Stefan de Haan: Die Reaktion des Marktes war in ihrer absoluten Heftigkeit sicherlich überzogen. Da war auch Spekulation mit im Spiel. Andererseits sehen wir durchaus, dass die Solarbranche das Vertrauen der Finanzmärkte zurück gewinnt. Es gab in letzter Zeit doch einige positive Quartalsberichte und verhalten optimistische Ausblicke. Natürlich ist da auch die Insolvenz von Wuxi Suntech zu erwähnen. Die beruht aber auf Fehlern und Entwicklungen der Vergangenheit. Das bedeutet nicht, dass die Erwartungen an die Zukunft schlecht sein müssen.

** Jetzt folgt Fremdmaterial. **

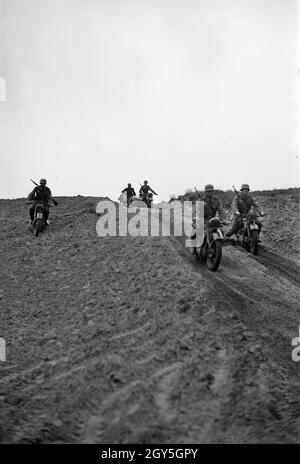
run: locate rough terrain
[0,191,300,444]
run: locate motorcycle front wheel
[206,240,222,272]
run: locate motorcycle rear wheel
[206,240,222,272]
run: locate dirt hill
[0,191,300,444]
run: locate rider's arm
[231,195,238,214]
[218,199,226,221]
[251,197,263,214]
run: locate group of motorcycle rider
[122,180,157,206]
[28,179,264,238]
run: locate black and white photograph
[0,0,300,450]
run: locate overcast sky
[0,0,299,200]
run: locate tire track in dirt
[0,199,299,444]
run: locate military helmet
[241,184,250,192]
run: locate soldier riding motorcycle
[191,184,226,272]
[28,179,58,236]
[122,183,136,206]
[139,180,157,208]
[226,184,265,256]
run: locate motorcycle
[140,192,153,208]
[236,211,265,256]
[26,202,50,237]
[193,217,224,272]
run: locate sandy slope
[0,197,300,443]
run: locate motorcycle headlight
[247,212,257,221]
[208,218,221,227]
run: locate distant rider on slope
[139,180,157,200]
[28,179,58,225]
[122,183,136,206]
[226,184,264,238]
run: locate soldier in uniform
[122,184,136,206]
[203,184,225,223]
[191,184,226,239]
[28,179,58,225]
[226,184,264,237]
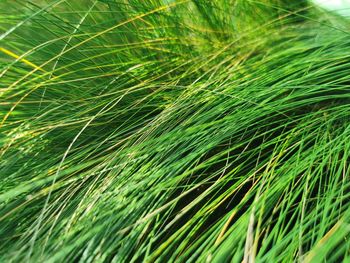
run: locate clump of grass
[0,0,350,262]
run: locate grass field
[0,0,350,263]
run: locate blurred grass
[0,0,350,262]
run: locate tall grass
[0,0,350,262]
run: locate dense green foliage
[0,0,350,263]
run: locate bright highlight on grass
[0,0,350,263]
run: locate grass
[0,0,350,262]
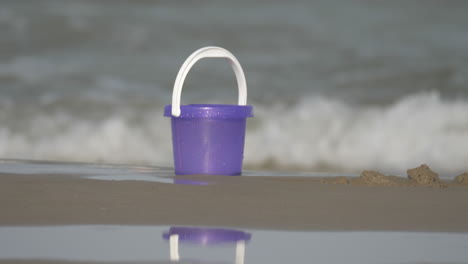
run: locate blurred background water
[0,0,468,174]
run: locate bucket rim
[164,104,254,119]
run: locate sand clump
[453,172,468,185]
[359,170,408,186]
[321,164,458,188]
[407,164,440,186]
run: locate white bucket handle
[171,47,247,117]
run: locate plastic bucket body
[164,47,253,175]
[164,104,253,175]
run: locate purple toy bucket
[164,47,253,175]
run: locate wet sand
[0,170,468,232]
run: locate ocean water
[0,0,468,176]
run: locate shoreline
[0,174,468,232]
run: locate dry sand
[0,166,468,232]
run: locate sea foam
[0,92,468,174]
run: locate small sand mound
[407,164,440,186]
[453,172,468,185]
[359,170,405,186]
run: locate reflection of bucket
[163,227,252,264]
[164,47,253,175]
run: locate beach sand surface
[0,170,468,232]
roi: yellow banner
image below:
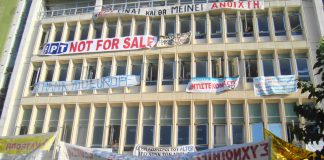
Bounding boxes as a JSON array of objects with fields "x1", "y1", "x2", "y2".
[
  {"x1": 264, "y1": 129, "x2": 324, "y2": 160},
  {"x1": 0, "y1": 133, "x2": 56, "y2": 155}
]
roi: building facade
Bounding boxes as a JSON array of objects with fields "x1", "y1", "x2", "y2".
[{"x1": 0, "y1": 0, "x2": 324, "y2": 153}]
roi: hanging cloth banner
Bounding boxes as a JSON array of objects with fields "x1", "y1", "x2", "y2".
[
  {"x1": 133, "y1": 144, "x2": 196, "y2": 156},
  {"x1": 264, "y1": 129, "x2": 324, "y2": 159},
  {"x1": 253, "y1": 75, "x2": 297, "y2": 96},
  {"x1": 0, "y1": 133, "x2": 56, "y2": 159},
  {"x1": 186, "y1": 77, "x2": 240, "y2": 93},
  {"x1": 33, "y1": 75, "x2": 141, "y2": 93},
  {"x1": 43, "y1": 35, "x2": 157, "y2": 55},
  {"x1": 156, "y1": 32, "x2": 191, "y2": 48},
  {"x1": 99, "y1": 0, "x2": 264, "y2": 16}
]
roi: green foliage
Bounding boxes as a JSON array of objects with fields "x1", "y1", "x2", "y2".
[{"x1": 293, "y1": 38, "x2": 324, "y2": 158}]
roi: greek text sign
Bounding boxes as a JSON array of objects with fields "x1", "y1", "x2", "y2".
[
  {"x1": 102, "y1": 0, "x2": 264, "y2": 16},
  {"x1": 133, "y1": 144, "x2": 196, "y2": 156},
  {"x1": 156, "y1": 32, "x2": 191, "y2": 47},
  {"x1": 33, "y1": 75, "x2": 140, "y2": 93},
  {"x1": 43, "y1": 35, "x2": 157, "y2": 55},
  {"x1": 186, "y1": 77, "x2": 240, "y2": 93},
  {"x1": 253, "y1": 75, "x2": 297, "y2": 96}
]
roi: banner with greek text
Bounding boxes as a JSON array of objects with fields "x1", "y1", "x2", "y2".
[
  {"x1": 33, "y1": 75, "x2": 141, "y2": 93},
  {"x1": 156, "y1": 32, "x2": 191, "y2": 48},
  {"x1": 99, "y1": 0, "x2": 264, "y2": 16},
  {"x1": 181, "y1": 141, "x2": 270, "y2": 160},
  {"x1": 253, "y1": 75, "x2": 297, "y2": 96},
  {"x1": 0, "y1": 133, "x2": 56, "y2": 160},
  {"x1": 186, "y1": 77, "x2": 240, "y2": 93},
  {"x1": 133, "y1": 144, "x2": 196, "y2": 156},
  {"x1": 43, "y1": 35, "x2": 157, "y2": 55}
]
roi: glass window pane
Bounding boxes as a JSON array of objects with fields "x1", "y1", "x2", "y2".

Seit Ende letzten Jahres sehen wir bei IHS, dass sich im Markt eine Trendwende abzeichnet. 2013 wird sicher noch kein fantastisches Jahr für Solarhersteller werden, allerdings haben wir den Boden bereits gesehen und es geht wieder aufwärts. Diese Ansicht wird nun zunehmend von den Finanzmärkten geteilt. Der starke Anstieg des Aktienkurses von First Solar ist also schon ein Zeichen für eine allgemeine Trendwende, auch wenn er in dieser Höhe eine Überreaktion darstellte.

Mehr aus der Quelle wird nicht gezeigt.